This imports a message with ISO-8859-2 encoded characters, then opens
the database using the python bindings. We peek through all mesage
parts, afterwards print the message id.
Signed-off-by: Florian Klink <flokli@flokli.de>
Signed-off-by: Andreas Rammhold <andreas@rammhold.de>
currently, notmuch's get_message_parts() opens the file in text mode and passes
the file object to email.message_from_file(fp).

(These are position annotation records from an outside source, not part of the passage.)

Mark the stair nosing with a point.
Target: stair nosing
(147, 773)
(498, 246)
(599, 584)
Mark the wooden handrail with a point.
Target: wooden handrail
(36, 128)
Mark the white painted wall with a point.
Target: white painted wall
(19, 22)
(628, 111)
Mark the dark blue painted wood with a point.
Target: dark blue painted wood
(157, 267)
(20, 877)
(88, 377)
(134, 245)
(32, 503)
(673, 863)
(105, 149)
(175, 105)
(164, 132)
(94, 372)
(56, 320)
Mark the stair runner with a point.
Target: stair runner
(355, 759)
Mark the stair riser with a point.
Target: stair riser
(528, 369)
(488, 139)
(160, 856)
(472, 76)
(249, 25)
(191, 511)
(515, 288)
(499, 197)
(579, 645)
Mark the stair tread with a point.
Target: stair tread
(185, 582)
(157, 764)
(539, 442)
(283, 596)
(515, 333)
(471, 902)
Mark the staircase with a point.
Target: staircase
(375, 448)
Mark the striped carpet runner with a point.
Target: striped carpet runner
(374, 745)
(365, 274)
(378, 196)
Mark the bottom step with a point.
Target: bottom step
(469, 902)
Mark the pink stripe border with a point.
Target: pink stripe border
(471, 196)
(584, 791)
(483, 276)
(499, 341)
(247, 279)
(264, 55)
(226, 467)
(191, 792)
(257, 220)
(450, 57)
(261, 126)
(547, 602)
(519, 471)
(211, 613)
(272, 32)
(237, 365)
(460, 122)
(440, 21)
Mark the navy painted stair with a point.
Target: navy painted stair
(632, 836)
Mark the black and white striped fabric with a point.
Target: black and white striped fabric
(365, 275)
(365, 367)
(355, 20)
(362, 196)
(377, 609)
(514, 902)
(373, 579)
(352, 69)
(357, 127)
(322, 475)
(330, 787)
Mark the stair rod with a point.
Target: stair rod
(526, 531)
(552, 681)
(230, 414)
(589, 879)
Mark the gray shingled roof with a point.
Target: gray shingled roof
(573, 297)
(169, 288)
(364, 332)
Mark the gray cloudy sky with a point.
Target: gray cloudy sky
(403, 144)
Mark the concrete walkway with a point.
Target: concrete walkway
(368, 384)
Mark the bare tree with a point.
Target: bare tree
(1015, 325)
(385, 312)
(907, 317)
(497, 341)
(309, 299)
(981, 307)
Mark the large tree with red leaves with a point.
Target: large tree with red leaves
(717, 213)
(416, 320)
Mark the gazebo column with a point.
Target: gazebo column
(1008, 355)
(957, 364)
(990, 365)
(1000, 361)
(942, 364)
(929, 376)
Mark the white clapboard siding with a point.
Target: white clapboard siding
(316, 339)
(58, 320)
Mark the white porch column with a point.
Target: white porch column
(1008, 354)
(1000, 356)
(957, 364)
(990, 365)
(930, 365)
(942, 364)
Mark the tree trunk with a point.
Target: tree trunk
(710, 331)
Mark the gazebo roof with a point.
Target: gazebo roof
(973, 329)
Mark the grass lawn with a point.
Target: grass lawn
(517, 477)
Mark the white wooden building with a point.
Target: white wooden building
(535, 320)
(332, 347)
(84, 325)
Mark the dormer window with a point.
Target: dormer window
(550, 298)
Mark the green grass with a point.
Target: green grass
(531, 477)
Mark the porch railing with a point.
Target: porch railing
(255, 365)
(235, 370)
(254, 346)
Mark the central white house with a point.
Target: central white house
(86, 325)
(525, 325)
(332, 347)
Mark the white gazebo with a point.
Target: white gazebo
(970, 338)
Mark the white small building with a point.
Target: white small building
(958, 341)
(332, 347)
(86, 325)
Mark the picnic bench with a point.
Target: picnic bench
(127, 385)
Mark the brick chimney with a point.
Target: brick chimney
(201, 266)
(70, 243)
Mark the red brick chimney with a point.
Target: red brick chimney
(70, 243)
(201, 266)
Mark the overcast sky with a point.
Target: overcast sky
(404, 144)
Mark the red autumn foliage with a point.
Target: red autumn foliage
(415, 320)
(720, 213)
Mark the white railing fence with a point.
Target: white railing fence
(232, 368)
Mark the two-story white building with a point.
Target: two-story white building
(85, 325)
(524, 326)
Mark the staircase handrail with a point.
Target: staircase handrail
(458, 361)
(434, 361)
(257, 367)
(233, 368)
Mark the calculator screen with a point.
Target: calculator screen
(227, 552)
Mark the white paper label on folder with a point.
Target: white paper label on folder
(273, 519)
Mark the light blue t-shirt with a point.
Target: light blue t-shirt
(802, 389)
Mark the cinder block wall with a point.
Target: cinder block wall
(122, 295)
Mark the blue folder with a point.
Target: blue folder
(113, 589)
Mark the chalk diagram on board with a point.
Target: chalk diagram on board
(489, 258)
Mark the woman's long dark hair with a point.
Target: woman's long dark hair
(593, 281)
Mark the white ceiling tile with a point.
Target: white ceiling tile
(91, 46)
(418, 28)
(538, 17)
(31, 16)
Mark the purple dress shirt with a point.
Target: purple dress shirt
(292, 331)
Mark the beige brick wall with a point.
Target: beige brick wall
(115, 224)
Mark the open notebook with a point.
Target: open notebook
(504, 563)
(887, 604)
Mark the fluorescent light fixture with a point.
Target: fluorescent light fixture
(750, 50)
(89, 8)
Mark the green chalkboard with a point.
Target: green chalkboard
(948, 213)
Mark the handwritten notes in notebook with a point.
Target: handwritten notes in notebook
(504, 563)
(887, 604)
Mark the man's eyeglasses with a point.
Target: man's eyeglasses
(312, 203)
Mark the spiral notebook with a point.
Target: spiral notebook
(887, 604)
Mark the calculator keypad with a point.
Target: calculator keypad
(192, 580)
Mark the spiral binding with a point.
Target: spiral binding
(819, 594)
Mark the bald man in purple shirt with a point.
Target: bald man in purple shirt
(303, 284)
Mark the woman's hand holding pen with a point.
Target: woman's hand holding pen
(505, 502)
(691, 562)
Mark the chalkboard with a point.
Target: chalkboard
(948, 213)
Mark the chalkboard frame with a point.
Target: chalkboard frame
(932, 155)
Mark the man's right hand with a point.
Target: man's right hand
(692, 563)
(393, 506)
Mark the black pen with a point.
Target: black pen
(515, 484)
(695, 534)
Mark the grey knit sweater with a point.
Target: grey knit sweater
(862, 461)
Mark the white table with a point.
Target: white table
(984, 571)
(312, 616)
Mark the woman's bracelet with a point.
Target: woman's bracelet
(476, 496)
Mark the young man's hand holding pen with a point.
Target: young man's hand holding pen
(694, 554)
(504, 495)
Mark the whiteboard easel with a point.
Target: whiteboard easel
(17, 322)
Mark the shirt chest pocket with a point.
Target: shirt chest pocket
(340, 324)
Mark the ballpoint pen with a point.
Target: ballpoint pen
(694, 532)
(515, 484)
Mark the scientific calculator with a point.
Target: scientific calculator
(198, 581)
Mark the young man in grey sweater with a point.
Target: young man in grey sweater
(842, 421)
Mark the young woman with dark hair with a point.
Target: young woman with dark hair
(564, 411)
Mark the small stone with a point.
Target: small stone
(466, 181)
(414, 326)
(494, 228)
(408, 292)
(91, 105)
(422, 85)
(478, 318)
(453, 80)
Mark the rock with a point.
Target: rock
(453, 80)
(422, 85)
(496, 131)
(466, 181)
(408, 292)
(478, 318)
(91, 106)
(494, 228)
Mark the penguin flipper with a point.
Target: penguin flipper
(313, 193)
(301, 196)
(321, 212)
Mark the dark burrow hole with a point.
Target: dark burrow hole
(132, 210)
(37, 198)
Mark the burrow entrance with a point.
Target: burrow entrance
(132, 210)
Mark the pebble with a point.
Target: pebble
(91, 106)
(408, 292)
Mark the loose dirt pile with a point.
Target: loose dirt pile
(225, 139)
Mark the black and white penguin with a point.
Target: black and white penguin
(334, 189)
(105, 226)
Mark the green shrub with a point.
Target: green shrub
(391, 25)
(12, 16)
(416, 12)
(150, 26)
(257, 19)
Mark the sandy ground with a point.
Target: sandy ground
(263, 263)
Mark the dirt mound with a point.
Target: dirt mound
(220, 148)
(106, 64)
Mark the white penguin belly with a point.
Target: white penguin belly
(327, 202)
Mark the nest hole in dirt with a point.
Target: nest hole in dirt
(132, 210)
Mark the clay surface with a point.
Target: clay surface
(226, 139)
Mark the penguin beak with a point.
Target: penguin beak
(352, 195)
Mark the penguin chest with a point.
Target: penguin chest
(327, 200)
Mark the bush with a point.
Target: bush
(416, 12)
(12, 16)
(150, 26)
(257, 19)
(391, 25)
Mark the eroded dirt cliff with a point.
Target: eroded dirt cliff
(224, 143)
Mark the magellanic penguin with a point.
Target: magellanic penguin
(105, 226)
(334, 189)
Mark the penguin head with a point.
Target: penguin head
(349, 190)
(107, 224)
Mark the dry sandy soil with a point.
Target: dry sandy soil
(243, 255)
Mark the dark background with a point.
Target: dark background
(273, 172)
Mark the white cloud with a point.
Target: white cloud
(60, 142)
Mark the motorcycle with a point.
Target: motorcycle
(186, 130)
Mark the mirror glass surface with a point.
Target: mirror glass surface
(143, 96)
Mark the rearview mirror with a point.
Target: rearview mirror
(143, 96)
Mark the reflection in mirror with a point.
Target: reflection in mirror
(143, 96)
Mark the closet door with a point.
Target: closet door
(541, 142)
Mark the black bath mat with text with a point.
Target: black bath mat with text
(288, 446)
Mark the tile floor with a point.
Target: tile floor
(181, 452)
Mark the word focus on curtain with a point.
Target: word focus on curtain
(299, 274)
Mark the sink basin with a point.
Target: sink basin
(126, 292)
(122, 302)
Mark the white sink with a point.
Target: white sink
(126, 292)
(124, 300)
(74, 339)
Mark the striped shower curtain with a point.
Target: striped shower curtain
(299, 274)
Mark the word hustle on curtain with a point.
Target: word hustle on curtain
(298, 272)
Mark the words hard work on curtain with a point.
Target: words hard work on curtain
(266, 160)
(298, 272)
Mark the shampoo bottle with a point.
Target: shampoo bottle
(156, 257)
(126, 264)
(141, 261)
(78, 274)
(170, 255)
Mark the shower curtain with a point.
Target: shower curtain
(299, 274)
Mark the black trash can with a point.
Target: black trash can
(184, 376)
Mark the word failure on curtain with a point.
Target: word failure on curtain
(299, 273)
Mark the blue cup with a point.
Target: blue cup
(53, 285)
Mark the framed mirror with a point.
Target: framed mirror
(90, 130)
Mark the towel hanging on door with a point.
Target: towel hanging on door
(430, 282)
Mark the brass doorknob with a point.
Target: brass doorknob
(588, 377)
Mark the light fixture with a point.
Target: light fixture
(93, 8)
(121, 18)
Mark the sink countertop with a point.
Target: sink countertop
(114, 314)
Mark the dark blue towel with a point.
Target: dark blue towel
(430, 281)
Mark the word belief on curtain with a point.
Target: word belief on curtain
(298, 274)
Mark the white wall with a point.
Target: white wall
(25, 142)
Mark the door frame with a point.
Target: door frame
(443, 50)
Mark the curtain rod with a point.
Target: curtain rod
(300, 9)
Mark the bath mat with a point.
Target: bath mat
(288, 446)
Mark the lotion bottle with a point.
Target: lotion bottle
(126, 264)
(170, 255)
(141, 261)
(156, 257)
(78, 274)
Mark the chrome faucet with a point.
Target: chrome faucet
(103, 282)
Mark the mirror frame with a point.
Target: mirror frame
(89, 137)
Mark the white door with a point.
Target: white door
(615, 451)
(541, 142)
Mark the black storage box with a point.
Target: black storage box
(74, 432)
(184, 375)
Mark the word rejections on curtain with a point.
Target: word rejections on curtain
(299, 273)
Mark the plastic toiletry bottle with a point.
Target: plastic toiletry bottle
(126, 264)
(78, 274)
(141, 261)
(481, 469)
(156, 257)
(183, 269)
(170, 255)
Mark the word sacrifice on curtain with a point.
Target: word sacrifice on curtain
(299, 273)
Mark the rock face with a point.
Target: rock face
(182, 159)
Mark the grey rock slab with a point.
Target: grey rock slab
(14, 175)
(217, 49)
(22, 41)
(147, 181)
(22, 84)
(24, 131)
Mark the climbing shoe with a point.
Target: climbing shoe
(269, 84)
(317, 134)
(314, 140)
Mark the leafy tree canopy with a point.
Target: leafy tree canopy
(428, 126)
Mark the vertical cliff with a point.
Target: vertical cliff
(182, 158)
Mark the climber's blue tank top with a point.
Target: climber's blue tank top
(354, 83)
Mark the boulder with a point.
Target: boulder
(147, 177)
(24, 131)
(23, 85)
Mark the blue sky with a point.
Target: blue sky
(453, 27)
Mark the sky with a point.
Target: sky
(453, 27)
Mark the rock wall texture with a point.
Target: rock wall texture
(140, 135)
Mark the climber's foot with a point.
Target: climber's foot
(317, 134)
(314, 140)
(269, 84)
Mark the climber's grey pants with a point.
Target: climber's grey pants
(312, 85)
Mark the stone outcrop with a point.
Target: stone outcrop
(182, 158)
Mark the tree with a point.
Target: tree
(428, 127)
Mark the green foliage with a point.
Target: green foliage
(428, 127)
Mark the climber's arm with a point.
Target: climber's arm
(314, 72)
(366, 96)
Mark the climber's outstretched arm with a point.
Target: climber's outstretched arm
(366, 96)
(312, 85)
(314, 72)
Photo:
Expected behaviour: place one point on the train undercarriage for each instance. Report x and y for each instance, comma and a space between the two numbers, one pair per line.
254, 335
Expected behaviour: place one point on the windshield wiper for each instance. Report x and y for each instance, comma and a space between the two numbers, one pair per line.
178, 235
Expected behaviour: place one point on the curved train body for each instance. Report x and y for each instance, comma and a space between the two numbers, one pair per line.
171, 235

In case the email contains
UTF-8 characters, reading might fail inside email.parser with the following exception:
File "/usr/lib/python3.6/site-packages/notmuch/message.py", line 591, in get_message_parts
email_msg = email.message_from_binary_file(fp)
File "/usr/lib/python3.6/email/__init__.py", line 62, in message_from_binary_file
return BytesParser(*args, **kws).parse(fp)
File "/usr/lib/python3.6/email/parser.py", line 110, in parse
return self.parser.parse(fp, headersonly)
File "/usr/lib/python3.6/email/parser.py", line 54, in parse
data = fp.read(8192)
File "/usr/lib/python3.6/codecs.py", line 321, in decode
(result, consumed) = self._buffer_decode(data, self.errors, final)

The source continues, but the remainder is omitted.